Tak: I grew up in Seoul, South Korea. I also received my undergrad degree there. I then moved to the USA for my masters and Ph.D. in Statistics at Harvard.

 

“I personally believe that mathematical ability comes from the power of thinking, the power of thinking comes from imagining something, and imagining something comes from reading books.”

 

3. When you aren’t tackling complex math equations or doing research, what do you enjoy doing in your spare time?

Tak: I mainly do three things in my spare time: 1) reading; 2) exercise; and 3) surf the internet. For instance, in the morning I always read a book (written in Korean) while I have breakfast, for about 30 minutes – I like historical and classical novels more than contemporary ones. If I find the book really interesting, then I often read the book after I get home until I go to bed. I also do exercise for about two hours on Tuesday, Thursday, and Saturday. When I was a child I suffered from tuberculosis, so health is the most important thing in my life. When I get home, I often spend most of my time surfing the internet and get caught up with current events by reading Korean news articles. I really enjoy seeing how our new Korean president, Moon Jae-in, is doing? He is the person I voted for in the recent Korean Presidential Election.

4. What were some of the reasons you decided to apply for a SAMSI Postdoctoral fellowship?

Tak: There were three reasons: 1) SAMSI post-docs have a great amount of freedom in doing research because SAMSI allows post-docs to work with any professors or researchers at Duke, UNC, NCSU, and/or any other universities in the USA; 2) SAMSI is the place where domain scientists visit (physically or remotely) for collaborations, which means there are plenty of opportunities to learn new things. Finally, SAMSI post-doc fellows receive a generous salary for a post-doc position in Statistics.

5. What are some of the things that have intrigued you about the SAMSI program you are supporting this academic year?

Tak: I currently serve in the ASTRO program. The most intriguing thing is that I have been fortunate enough to have the opportunity to meet and work with astronomers who have brought interesting and realistic problems to SAMSI during the workshops or weekly meetings. All my current research, that was initiated after I came to SAMSI, is based on solving these realistic problems.

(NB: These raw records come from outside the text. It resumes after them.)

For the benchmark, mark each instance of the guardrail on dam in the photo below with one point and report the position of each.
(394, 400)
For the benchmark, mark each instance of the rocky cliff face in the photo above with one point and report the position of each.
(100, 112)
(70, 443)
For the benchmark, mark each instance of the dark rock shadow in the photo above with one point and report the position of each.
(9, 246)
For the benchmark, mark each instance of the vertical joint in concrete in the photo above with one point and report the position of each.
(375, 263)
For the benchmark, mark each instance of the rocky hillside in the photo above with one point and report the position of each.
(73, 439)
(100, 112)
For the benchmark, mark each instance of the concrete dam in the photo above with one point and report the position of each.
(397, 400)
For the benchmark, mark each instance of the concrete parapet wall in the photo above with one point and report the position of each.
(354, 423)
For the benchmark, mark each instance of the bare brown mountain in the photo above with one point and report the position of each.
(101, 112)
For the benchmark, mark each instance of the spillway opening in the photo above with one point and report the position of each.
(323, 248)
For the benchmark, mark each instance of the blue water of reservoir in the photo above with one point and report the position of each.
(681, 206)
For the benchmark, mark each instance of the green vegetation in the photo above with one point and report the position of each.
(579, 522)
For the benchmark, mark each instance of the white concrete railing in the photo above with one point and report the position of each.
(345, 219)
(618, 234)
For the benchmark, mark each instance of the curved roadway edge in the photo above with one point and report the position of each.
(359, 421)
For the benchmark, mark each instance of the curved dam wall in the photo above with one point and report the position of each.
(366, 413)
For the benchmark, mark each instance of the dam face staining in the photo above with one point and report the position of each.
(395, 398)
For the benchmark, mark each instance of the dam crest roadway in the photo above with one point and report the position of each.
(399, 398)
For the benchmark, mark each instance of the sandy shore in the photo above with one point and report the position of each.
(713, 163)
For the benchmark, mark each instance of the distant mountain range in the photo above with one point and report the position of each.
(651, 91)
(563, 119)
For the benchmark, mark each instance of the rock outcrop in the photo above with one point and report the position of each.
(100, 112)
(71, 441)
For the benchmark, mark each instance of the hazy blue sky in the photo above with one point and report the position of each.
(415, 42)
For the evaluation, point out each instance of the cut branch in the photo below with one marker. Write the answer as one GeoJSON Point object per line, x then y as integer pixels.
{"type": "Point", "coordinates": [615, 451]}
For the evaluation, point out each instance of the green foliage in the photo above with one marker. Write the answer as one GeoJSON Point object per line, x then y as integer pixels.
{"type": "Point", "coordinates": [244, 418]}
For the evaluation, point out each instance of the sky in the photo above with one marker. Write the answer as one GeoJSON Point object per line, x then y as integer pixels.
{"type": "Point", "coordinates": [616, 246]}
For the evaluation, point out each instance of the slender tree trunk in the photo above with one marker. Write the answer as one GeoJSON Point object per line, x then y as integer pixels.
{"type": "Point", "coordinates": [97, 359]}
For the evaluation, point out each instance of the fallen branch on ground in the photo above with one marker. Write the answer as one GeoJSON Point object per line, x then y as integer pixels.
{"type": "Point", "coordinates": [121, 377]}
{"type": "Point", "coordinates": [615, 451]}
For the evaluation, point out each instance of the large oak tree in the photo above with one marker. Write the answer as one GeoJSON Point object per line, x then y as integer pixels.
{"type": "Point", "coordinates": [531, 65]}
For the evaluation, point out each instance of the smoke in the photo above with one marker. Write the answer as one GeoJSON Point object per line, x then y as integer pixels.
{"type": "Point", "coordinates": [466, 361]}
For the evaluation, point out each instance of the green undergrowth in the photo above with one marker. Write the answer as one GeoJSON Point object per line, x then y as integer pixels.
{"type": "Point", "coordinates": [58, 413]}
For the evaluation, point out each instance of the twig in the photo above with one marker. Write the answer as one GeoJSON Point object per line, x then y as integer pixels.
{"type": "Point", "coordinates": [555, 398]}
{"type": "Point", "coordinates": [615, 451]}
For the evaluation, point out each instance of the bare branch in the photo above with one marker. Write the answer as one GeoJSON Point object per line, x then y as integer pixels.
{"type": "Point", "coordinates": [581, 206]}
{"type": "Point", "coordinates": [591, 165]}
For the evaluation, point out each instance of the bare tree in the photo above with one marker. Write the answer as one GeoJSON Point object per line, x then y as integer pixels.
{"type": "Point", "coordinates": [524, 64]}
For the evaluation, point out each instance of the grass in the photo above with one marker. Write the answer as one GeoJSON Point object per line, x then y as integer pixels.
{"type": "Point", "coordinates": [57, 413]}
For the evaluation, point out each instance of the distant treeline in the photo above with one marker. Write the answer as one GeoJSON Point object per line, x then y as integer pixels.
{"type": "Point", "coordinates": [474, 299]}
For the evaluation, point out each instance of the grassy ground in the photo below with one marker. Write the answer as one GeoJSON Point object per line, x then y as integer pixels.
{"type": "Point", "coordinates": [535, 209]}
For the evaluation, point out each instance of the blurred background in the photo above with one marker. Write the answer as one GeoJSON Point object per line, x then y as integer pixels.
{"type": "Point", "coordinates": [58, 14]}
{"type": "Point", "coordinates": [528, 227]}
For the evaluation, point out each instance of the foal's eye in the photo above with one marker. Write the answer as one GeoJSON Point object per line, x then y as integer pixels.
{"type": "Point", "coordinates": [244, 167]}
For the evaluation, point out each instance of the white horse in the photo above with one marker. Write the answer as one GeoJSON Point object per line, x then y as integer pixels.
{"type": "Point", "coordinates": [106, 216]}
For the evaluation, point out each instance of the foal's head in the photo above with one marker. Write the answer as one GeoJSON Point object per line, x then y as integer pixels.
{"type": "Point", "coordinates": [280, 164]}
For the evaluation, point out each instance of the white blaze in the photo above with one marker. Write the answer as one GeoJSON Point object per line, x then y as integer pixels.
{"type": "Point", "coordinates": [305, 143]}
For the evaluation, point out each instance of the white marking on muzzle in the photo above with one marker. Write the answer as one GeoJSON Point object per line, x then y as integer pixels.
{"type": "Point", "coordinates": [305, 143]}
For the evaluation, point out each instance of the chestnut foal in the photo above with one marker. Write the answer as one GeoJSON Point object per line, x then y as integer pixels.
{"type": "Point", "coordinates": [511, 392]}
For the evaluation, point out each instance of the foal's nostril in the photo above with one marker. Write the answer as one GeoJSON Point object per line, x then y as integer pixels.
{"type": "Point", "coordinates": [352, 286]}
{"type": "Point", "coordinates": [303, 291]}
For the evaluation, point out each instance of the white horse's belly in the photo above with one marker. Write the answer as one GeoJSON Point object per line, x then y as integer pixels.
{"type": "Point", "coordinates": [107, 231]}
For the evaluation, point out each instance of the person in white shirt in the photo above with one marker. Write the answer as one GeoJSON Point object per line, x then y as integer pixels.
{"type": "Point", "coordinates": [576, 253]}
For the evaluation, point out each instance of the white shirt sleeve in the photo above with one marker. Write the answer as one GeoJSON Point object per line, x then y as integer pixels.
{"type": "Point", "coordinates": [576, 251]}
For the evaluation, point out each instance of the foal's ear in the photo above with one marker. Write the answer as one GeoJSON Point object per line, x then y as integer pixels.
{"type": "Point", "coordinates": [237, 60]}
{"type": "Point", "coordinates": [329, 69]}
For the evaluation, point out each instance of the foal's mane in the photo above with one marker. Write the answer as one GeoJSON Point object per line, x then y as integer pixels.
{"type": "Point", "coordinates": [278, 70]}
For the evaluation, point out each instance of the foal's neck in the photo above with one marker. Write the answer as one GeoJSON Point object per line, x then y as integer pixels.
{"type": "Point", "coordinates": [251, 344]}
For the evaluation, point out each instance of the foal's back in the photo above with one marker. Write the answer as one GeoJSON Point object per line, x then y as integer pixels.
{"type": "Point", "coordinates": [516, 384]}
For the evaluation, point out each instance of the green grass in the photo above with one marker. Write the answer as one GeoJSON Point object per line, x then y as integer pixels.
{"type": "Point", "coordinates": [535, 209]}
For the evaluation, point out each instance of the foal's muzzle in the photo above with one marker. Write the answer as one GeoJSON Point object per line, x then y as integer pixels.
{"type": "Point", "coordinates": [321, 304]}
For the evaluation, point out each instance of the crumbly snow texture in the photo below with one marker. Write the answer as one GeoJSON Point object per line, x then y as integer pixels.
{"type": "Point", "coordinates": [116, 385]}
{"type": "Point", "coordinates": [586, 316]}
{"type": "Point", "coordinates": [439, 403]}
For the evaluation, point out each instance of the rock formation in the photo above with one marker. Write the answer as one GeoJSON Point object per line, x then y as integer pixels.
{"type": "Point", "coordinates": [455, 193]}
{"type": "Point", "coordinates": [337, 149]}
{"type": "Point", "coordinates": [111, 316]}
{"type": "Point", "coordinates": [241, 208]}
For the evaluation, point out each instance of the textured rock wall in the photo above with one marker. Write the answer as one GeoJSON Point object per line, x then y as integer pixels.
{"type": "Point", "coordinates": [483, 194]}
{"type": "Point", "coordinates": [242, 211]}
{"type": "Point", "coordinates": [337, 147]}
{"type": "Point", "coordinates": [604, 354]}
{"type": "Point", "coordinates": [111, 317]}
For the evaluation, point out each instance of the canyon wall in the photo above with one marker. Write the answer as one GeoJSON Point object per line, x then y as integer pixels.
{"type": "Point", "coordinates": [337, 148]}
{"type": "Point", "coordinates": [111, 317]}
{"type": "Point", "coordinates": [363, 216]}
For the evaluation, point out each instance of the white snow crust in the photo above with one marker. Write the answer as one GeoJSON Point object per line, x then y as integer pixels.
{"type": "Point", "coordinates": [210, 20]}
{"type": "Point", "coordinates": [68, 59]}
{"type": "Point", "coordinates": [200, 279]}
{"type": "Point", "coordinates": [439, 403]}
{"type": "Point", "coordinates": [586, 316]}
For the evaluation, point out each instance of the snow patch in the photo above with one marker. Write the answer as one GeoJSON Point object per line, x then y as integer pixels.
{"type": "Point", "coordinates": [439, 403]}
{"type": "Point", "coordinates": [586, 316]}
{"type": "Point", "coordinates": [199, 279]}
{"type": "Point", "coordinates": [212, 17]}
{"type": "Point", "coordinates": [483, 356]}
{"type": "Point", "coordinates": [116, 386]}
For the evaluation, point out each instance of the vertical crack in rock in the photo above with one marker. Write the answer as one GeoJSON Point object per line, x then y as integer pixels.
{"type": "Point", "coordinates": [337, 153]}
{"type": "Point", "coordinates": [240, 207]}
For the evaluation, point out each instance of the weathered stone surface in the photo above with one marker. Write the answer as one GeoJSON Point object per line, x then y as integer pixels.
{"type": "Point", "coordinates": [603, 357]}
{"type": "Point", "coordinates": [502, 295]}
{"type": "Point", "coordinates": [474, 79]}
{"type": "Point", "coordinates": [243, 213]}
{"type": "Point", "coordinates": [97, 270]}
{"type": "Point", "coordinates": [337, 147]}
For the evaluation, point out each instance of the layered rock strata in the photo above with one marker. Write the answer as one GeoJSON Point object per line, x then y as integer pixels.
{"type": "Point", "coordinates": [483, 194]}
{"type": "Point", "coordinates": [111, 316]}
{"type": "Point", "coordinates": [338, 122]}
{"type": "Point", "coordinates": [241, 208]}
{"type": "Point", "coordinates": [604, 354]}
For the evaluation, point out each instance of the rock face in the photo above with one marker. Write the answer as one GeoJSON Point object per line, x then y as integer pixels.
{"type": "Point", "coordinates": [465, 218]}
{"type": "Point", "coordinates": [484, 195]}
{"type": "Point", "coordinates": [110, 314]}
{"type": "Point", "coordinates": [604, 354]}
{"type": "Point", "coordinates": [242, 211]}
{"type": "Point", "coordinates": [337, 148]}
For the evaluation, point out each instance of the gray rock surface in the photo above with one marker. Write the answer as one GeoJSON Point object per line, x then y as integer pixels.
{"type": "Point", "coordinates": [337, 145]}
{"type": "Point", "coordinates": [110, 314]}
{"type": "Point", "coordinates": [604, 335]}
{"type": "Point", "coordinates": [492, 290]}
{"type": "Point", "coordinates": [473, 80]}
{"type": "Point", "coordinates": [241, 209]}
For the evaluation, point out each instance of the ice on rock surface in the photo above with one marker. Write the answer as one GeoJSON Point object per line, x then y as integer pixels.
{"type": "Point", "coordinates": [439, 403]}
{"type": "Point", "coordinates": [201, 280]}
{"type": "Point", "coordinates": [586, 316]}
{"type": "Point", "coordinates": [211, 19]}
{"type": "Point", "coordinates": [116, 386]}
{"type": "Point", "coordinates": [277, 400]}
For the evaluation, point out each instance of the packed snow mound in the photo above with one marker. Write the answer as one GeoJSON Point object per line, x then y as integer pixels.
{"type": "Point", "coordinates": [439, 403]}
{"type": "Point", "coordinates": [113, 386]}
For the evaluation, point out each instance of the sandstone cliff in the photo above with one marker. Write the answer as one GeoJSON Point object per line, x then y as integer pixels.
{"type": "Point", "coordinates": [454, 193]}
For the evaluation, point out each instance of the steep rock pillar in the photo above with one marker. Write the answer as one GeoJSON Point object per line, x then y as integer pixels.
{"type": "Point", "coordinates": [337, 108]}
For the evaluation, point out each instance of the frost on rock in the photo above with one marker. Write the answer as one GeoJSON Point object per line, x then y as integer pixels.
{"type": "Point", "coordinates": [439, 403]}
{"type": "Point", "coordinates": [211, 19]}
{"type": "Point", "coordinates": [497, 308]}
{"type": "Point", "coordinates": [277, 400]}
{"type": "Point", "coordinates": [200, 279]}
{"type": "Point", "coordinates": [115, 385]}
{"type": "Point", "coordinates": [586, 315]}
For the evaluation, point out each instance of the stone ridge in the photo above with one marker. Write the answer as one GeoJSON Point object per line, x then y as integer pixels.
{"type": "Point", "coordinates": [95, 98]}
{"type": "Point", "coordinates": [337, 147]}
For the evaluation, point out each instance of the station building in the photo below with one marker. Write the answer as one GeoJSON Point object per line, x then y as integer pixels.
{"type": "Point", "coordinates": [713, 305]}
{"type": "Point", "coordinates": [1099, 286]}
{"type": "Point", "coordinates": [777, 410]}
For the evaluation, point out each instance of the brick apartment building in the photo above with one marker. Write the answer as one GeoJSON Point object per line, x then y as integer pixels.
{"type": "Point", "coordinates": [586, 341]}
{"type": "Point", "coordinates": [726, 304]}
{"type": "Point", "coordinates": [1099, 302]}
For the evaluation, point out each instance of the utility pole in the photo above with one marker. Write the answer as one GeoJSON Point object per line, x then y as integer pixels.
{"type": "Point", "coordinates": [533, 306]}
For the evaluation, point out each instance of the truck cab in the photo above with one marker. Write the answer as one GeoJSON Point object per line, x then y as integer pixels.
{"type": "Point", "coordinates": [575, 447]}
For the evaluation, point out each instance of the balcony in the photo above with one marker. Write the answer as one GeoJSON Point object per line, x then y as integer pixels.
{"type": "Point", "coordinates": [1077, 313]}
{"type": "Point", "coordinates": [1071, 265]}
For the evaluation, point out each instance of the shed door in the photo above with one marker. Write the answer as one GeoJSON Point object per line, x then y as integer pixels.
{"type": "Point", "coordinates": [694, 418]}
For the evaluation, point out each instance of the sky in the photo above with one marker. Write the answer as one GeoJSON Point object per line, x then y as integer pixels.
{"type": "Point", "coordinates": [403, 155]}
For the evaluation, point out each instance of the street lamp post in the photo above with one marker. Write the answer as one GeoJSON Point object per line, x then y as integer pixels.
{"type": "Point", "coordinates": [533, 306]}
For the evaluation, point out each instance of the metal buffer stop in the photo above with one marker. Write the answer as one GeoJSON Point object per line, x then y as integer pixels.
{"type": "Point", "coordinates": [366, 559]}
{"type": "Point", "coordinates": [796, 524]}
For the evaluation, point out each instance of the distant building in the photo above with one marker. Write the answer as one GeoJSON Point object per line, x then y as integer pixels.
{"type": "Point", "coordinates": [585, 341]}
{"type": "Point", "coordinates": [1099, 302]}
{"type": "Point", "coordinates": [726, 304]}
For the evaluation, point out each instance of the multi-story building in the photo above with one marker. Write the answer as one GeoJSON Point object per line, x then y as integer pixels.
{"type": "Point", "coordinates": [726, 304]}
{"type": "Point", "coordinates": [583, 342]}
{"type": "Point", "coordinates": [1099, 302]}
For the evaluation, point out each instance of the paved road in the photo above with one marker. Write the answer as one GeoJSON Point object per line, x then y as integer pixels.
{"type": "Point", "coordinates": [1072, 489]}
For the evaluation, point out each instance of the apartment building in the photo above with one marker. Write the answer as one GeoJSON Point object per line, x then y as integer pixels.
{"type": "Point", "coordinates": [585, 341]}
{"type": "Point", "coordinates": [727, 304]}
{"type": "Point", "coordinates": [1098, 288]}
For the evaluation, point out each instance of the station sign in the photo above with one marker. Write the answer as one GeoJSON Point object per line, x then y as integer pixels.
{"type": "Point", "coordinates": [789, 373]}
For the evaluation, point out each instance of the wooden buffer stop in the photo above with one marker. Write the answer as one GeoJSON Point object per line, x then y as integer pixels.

6. What program or workshops will you be supporting in the 2017-2018 academic year? Are you looking forward to any new research coming up?

Tak: I am continuing my research in Astro-Statistics rather than start new research in other fields unless there is a program closely related to my current research in terms of methodology.

7. How are you enjoying living and working in North Carolina?

Tak: When I landed at the RDU airport (from Boston), I saw, from the airplane, that N.C. is full of trees. Everything I saw through the window in the airplane was green with almost no buildings – I immediately loved this nature-friendly environment. I saw a fox (or coyote) and I have seen many deer around SAMSI; one day three deer were standing next to the entrance! I really enjoy N.C. for the nature-friendly lifestyle. I also enjoy sometimes hiking and walking trails.

8. When your time is over at SAMSI, what will you miss the most and why?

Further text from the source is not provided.